Archäologen fanden Grabstätte an der Nikolaikirche und Hinweise auf eine frühgeschichtliche Besiedelung

Überreste von mindestens 70 Toten haben Archäologen vom Landesdenkmalamt bei Ausgrabungen direkt vor einer Mauer der Nikolaikirche im gleichnamigen Viertel freigelegt. Die Nachforschungen auf einem bisher noch nie untersuchten Teil des erst im frühen 18. Jahrhunderts aufgegebenen Friedhofs finden im Vorfeld von Sanierungsarbeiten an dem alten Kirchengemäuer statt. Die übereinander geschichteten Bestattungen, die sich eng an die gebogene Chorwand anschmiegen, sind bis zu einer Tiefe von drei Metern nachweisbar. „Nach unseren Berechnungen könnten allein auf diesem Fleck etwa 400 Bestattungen liegen. Das deutet auf drangvolle Enge hin und wirft ein interessantes Licht auf wenig komfortable Lebensverhältnisse im alten Berlin“, sagt der Archäologe Uwe Michas, der auch Ausgrabungen in der Marienkirche und in der Klosterkirche betreut.

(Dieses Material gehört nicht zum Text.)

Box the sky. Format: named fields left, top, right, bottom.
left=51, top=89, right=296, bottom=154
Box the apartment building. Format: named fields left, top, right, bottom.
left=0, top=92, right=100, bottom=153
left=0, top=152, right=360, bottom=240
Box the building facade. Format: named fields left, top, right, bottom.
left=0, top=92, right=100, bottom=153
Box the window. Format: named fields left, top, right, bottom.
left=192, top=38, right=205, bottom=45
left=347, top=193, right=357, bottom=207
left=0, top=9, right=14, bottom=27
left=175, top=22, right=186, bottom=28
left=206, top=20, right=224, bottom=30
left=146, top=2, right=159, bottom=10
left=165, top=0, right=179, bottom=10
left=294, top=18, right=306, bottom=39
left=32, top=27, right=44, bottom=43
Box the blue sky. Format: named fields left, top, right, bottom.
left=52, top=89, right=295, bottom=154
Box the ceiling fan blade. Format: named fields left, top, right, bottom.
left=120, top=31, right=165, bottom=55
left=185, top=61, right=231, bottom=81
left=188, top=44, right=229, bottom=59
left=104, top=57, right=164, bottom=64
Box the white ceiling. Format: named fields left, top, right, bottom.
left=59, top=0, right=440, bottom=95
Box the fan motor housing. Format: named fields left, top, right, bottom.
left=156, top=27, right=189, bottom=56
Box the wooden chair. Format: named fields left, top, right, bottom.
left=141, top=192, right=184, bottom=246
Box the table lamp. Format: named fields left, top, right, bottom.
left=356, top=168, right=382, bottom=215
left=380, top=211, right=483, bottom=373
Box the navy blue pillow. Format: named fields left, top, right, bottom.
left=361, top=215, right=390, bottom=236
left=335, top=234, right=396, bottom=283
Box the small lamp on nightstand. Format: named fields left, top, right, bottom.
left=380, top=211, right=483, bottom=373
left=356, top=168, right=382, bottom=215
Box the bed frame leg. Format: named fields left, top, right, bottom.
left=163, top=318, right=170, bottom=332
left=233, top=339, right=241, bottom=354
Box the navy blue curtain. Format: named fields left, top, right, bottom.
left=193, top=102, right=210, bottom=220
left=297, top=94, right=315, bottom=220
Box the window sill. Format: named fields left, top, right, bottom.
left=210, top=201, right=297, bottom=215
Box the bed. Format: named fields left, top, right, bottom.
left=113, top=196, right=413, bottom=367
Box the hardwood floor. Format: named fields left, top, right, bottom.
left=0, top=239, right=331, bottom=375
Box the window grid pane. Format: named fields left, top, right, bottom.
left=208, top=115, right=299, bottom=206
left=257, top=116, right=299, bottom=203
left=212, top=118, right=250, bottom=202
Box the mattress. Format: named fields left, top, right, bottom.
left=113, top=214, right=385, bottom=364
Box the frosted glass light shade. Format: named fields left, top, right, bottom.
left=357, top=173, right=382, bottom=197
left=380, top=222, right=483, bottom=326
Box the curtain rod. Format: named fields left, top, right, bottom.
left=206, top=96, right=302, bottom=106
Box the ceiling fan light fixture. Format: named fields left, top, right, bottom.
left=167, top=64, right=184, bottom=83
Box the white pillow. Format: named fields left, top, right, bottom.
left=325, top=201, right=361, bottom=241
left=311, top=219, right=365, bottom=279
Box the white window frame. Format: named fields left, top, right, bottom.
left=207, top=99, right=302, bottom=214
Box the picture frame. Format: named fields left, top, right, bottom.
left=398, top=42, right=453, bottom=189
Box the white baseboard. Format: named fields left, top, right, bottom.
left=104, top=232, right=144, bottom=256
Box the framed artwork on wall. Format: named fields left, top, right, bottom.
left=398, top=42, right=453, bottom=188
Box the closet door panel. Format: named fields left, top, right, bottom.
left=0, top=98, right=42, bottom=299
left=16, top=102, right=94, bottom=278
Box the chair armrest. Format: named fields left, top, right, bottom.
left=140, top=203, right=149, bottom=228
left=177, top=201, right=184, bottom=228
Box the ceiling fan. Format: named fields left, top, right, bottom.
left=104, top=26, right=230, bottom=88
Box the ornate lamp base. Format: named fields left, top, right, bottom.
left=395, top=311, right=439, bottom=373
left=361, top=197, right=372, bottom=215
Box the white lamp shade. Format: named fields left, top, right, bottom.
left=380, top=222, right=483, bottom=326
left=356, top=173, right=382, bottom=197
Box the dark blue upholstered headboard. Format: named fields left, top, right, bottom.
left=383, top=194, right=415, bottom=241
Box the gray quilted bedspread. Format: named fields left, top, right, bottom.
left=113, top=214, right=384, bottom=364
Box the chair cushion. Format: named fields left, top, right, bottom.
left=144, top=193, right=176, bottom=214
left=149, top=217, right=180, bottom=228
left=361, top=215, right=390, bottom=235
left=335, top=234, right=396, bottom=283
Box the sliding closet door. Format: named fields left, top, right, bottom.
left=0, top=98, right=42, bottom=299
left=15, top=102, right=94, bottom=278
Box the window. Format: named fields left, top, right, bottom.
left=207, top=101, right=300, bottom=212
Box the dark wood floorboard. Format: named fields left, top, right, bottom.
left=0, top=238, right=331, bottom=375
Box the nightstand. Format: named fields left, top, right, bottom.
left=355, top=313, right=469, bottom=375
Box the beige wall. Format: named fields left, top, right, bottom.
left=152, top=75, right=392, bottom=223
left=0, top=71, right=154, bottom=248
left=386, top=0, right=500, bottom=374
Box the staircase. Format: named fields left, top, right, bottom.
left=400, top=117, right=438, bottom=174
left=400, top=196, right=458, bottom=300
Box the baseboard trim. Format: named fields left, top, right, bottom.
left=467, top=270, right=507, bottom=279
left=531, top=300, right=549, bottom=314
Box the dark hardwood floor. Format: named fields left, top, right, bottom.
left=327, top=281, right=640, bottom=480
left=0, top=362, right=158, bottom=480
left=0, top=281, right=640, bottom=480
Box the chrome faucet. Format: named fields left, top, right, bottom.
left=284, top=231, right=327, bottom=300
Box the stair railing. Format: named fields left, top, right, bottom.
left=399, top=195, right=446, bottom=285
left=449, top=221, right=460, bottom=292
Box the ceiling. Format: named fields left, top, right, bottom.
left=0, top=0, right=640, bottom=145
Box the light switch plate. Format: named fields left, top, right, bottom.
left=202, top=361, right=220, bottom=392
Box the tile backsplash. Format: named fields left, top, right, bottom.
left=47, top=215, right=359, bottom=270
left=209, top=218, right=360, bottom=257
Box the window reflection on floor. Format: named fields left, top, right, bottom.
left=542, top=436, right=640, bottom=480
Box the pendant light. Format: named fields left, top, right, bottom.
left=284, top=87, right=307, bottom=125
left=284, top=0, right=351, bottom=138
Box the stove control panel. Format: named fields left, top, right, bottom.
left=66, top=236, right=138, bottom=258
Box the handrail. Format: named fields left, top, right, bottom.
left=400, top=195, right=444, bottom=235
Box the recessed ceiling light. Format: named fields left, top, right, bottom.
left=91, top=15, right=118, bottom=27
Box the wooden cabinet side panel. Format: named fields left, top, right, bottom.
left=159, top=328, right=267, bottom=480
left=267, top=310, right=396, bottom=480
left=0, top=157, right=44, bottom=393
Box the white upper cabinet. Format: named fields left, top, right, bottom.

Geradezu elektrisiert ist Michas angesichts eines vor kurzem gefundenen Schädels eines etwa 60-jährigen Mannes. Er muss in mittelalterlicher Zeit massive Verletzung vielleicht durch Schwerthiebe erhalten haben. Dass er sie überlebte, deuten verheilte Schlagspuren an. Viel Freude an seiner Genesung dürfte dieser offenbar sehr kräftige Mann nicht gehabt haben, denn nach einer Erholungsphase wurde er durch einen weiteren Hieb tödlich niedergestreckt. Da der Mann noch fast alle seine Zähne besaß, könnte er zum gehobenen Bürgertum gehört haben, das im Mittelalter blutige Fehden mit raubenden und mordenden Rittern austrug.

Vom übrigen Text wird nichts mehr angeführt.